Finding Freedom in the Parting of the Ways

Interrogating the Center

The best way to explain it is to work our way backward. If you look at highways, they followed two-lane roads. Two-lane roads followed dirt roads. Dirt roads followed the white man’s trail. The white man’s trail followed the Indian’s trail. Indians followed the animals. Animals followed water. Animals are the original trailblazers. The white man gets all the credit for ‘discovering’ the trails, but that couldn’t be more inaccurate. They simply followed along well-established routes that had been traveled on for probably hundreds of years. Who knows, maybe thousands.



This is how the man with a mustache, Shaw answered my questions, “How was the Oregon trail created? How did the emigrants decide which way to go?” He works for the Wyoming State Park Service at the National Historic Trails Interpretive Center in Casper Wyoming. The center is situated high on a hill looking down at the city center laid out like a grid. The Casper Mountains are beyond, and the Snake River runs through town. The walkway leading to the center is embedded with quotes from emigrant’s diary entries from the mid 1800’s. The unrelenting wind is the subject of several of the quotes, and the main character of my day so far.


I have visited many interpretive centers before, and all have had a white-centric point-of-view. I was used to seeing indigenous peoples described as “primitive” or “savage,” and white settlers as “pioneers” who were “brave” or “heroic.” I expected to find the same in this center, and was quickly proven wrong. My own prejudices actually almost prevented me going to the center because of an internal dialogue that sounded something like, “Meh, I already know what’s going to be in there. White men rule, and the Indians deserved slaughter, blah, blah, blah.”

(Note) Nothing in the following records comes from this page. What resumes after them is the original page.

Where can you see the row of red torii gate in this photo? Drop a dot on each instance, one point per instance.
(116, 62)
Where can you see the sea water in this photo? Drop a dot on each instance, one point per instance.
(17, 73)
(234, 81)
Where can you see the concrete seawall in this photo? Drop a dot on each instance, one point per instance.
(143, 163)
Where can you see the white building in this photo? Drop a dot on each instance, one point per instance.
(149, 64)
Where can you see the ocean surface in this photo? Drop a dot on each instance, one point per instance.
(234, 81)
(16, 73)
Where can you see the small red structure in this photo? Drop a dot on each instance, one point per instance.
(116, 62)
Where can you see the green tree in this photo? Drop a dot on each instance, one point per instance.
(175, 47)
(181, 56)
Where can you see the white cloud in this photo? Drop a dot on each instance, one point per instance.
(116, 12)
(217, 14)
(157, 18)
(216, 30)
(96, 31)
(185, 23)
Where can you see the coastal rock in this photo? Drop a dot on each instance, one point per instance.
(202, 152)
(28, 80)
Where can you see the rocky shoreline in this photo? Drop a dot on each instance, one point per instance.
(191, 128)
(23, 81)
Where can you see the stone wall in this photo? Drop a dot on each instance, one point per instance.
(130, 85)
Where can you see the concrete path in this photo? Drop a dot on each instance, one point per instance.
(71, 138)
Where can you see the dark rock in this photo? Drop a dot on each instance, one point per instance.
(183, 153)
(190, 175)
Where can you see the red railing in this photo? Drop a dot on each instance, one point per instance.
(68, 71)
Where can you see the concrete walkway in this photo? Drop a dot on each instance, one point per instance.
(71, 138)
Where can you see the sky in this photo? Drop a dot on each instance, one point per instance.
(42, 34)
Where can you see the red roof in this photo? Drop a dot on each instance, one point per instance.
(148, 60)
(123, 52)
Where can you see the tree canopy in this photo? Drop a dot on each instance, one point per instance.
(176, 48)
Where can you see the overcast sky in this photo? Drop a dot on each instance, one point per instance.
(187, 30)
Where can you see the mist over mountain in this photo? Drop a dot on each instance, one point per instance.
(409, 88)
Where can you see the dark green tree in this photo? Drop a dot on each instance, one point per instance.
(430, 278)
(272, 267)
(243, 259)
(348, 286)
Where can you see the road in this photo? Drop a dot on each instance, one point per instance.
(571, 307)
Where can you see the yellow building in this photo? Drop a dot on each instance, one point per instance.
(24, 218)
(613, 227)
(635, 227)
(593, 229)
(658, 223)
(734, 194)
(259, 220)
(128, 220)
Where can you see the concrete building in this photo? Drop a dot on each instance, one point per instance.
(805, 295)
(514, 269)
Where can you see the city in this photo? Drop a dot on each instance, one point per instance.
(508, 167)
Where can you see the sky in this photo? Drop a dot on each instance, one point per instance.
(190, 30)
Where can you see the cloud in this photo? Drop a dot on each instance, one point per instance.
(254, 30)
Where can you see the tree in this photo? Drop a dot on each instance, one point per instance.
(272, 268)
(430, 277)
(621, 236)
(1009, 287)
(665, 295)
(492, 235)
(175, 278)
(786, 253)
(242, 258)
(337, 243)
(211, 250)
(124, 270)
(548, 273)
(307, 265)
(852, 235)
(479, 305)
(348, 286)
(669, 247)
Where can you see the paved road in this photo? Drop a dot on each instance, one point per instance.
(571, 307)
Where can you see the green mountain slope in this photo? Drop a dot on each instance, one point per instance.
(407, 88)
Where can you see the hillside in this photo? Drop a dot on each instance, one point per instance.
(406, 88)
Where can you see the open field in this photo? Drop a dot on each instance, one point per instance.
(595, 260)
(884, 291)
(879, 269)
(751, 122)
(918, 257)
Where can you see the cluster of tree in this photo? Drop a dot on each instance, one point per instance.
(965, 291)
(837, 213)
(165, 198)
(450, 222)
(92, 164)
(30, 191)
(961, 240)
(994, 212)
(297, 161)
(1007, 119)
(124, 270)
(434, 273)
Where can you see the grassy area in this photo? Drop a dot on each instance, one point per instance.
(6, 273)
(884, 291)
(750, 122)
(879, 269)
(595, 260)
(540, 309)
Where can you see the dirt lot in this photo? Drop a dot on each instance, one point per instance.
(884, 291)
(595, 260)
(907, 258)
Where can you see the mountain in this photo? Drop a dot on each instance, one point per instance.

I was flat out wrong. This center is devoted to displaying a history of the area that predates the mass migration west by hundreds of years, and how utterly disruptive the move west was for all native tribes, and utterly devastating to buffalo populations. Somewhere between 400,000 and 500,000 people migrated west along the Oregon, California and Mormon trails. Roughly 10% died along the journey, and almost all of those deaths were due to disease, undernourishment, and river crossing drowning. There were fights with native peoples, but nowhere near to the extent as the racist stereotype suggests.